Health care economics is a science relating the value, efficacy, adequacy as well as behavior encompassing production and consumption of health and health care services (Gray et.al, 2010). Three current events affecting health care economics, especially, in United States of America are the population‘s health behaviors; aging and the number of people who are not insured. Health behaviors include diet, exercise, social and sexual activities and adherence to health education/promotion information. When the population does not comply with basic health promotion guidelines they become ill and thereby health care cost escalates because more people need services (Drummond, 2005).
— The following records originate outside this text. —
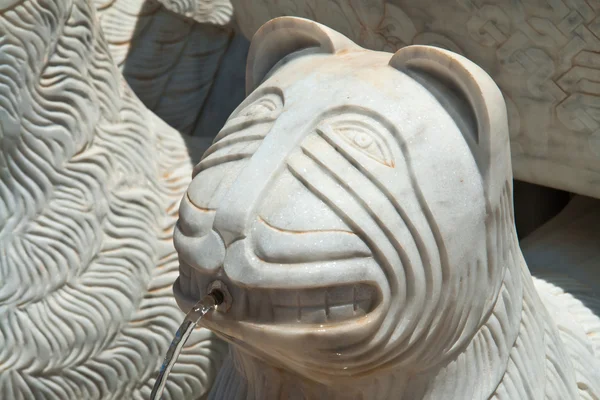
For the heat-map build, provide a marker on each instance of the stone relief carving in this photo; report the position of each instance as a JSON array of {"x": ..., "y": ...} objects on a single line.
[
  {"x": 189, "y": 74},
  {"x": 543, "y": 54},
  {"x": 358, "y": 207},
  {"x": 89, "y": 189}
]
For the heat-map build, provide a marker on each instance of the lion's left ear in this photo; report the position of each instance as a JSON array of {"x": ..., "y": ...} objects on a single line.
[
  {"x": 286, "y": 35},
  {"x": 490, "y": 146}
]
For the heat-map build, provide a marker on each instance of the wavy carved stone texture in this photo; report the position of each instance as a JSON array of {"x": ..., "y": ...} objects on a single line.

This is reflected in their non-compliance with health promotion diet guidelines as is evidenced in the exceptionally high incidence of diabetes, high blood pressure and sexually transmitted diseases prevalent in the society. Complications of diabetes and hypertension has accounted for a major portion of health care cost in United States of America and across the world (Drummond, 2005).
As such, health behaviors and non-compliance with health promotion techniques clasp hand as events affecting health care economics in America and across the world. When they are uninsured this complicates health care costs because Medicaid has to pay the health care bill for these non-compliant citizens (Drummond, 2005).
Aging in America carries its own health care costs through Medicare. Once citizens attain the age of 65 Medicare is responsible for part of their health expenses. A large over 65 age group means more care is required for the aging population which does affect health care economics.
Drummond, F. (2005) Methods for the Economic Evaluation of Health Care Programmes, Oxford University Press
Gray, A. Clarke, P. Wolstenholme, J., & Wordsworth, S. (2010) Applied Methods of Cost-effectiveness Analysis in Healthcare, Oxford University Press.